Com a Jack carregadíssima subir a Serra de Itatiaia entre Ouro Branco e Ouro Preto foi um belo teste

Já nesses primeiros dias da expedição, percebi o quanto o povo mineiro é generoso. Em alguns momentos eu batia na casa de alguém para pedir uma informação sobre o trajeto ou as peculiaridades da região e, além das respostas, ainda ganhava um almoço, um café e até hospedagem. De uma forma muito carinhosa, com o único interesse de me ajudar e assim fazer parte da expedição também. Quando eu respondia às perguntas sobre de onde eu vinha e para onde estava indo, a reação era sempre a mesma: “tá animado”. Ao perguntar sobre algum lugar, estrada ou caminho, eu também ouvia sempre a mesma resposta – “é logo ali”, acompanhada de um movimento do queixo na direção do lugar. Logo entendi que esse “é logo ali” era algo que eu poderia encontrar dali a 5, 10, 30 ou 50 minutos, à esquerda ou à direita... Mas no final sempre dava certo!

Em uma semana de viagem, eu já havia passado por Ouro Branco, Ouro Preto, Mariana, Camargos, Bento Rodrigues, Catas Altas, Santa Bárbara, Bom Jesus do Amparo e Ipoema - cidade que tem o Tropeirismo como símbolo. Em Ipoema fiquei hospedado na Pousada Tropeiro Real, do meu amigo fotógrafo Roneijober, e o que era para ser apenas um pernoite virou uma hospedagem de quatro dias, devido às fortes chuvas que assolavam a região, transbordando os rios, derrubando pontes e barreiras e impedindo, assim, o progresso da expedição. No quarto dia de espera, não aguentei mais e decidi que, com ou sem chuva, a viagem iria continuar. Enfrentando lama, muita lama e mais um pouco de lama, segui rumo a Morro do Pilar, onde passaria a noite de Natal.


Muita lama mesmo... E uma barreira que caiu na estrada impedindo a nossa travessia...

Cheguei em Morro do Pilar no dia 24, véspera de Natal.

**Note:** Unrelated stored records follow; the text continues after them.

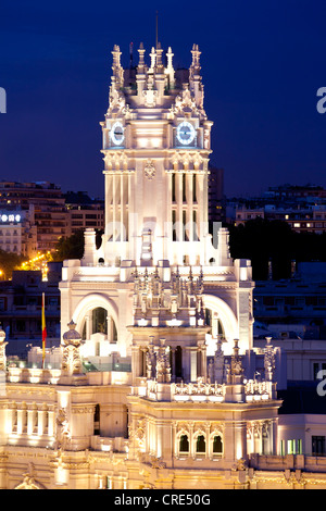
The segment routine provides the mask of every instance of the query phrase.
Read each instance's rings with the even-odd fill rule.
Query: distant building
[[[37,228],[34,205],[0,209],[0,249],[33,258],[37,253]]]
[[[289,279],[256,282],[253,296],[254,319],[268,329],[263,338],[326,339],[325,262],[298,263]]]
[[[46,298],[49,339],[60,339],[61,263],[48,263],[48,281],[40,271],[14,271],[12,281],[0,282],[0,324],[9,340],[9,354],[23,354],[26,344],[41,341],[41,297]]]
[[[249,220],[266,219],[287,222],[297,233],[326,233],[326,205],[305,208],[264,208],[251,209],[244,205],[236,209],[235,225],[244,224]]]
[[[68,191],[65,195],[65,236],[72,236],[77,230],[86,228],[104,229],[103,200],[91,199],[85,191]]]
[[[65,199],[61,188],[53,183],[0,182],[0,208],[34,208],[37,250],[54,250],[61,236],[65,235]]]
[[[210,167],[209,222],[225,220],[224,199],[224,169]]]

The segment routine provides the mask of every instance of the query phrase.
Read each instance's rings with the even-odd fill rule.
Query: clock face
[[[177,139],[183,146],[189,146],[193,142],[196,136],[196,130],[192,124],[184,121],[177,127]]]
[[[122,123],[116,122],[113,124],[111,132],[110,132],[110,137],[114,146],[122,146],[125,139],[124,127]]]

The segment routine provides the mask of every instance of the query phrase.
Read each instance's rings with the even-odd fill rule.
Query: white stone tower
[[[64,263],[62,325],[74,320],[88,354],[95,354],[90,340],[100,332],[130,357],[137,337],[130,327],[173,325],[209,326],[201,334],[202,357],[205,347],[215,352],[218,336],[224,353],[231,353],[235,338],[244,353],[252,348],[251,266],[231,260],[225,228],[215,229],[214,240],[209,234],[213,123],[203,108],[199,48],[192,47],[189,70],[177,71],[171,48],[164,55],[158,43],[148,63],[142,45],[138,53],[138,66],[124,70],[120,48],[112,51],[101,123],[105,232],[97,249],[95,232],[87,230],[83,260]],[[100,346],[97,352],[111,349]]]

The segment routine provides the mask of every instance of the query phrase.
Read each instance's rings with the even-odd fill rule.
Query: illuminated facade
[[[0,486],[325,487],[278,456],[281,352],[253,350],[250,262],[208,232],[198,46],[187,73],[138,52],[135,70],[112,52],[105,232],[64,262],[59,366],[11,363],[1,387]]]

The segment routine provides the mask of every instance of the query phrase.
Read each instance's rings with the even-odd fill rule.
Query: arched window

Depois de aproximadamente 10 horas pedalando embaixo de uma chuva torrencial, finalmente encontrei uma pensão que aceitou me receber naquelas condições. Depois de um banho quente, fui para o bar de seu Malaca, junto com o proprietário da pousada, o Tião, e dois outros hóspedes – trabalhadores que estavam na região para consertar os estragos causados pelas chuvas nas estradas. Nossa ceia de Natal intercalou goles de cachaça, torresmo e muita prosa boa...

Dia de Natal é dia de pedal. Entre subidas e descidas na Serra do Espinhaço na região de Minas Gerais foi impossível não me incomodar com a grande exploração de minério de ferro. Diversas mineradoras nacionais e internacionais atuam na região. Retiram do solo mineiro toda a riqueza e levam para fora, deixando apenas a destruição ambiental, já que nos municípios onde há mineração as condições de vida da população não são boas: falta escola, falta hospital e tudo mais... Fica a pergunta: qual a contrapartida oferecida pelas mineradoras para esses municípios?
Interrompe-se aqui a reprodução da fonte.